You often get more informed and reflective comment in the Sunday newspapers. So it seems here in this week’s Observer. Historian and MP for Stoke Central, Tristram Hunt, writes about falling numbers of GCSE and A Level History students. For me he makes a particularly interesting / controvertial point when he argues that the decline in steepest in what he calls “our most deprived communities“. He cites the example that “in Knowsley, near Liverpool, just 16.8% of pupils were entered for history, compared with 45.4% in Richmond upon Thames“. It is valid to put this point next to Mr Podesta’s comment about statistics on my earlier post on this topic.

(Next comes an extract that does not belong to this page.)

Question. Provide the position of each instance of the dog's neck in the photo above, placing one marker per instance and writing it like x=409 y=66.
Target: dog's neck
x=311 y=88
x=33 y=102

Whatever you think of that, the article is useful to us as A Level historians, because Hunt uses arguments from the Marxist historian, Eric Hobsbawn (shown). He cites Hobsbawn’s view that, “the destruction of the past or, rather, of the social mechanisms that link one…to that of earlier generations, is one of the most characteristic and eerie phenomena of the late 20th century. Most young men and women…lack any…relation to the…past.”
I don’t know what Hunt thinks about Hobsbawn’s ideas on duel revolution and liberal captialism -personally they are not really for me. The point is that a confident historian can cite and interact with evidence that might come from a source that they have real problems with if it is helpful, as here.
By the way – this is a Band One skill on your forthcoming Russian dicatorships paper.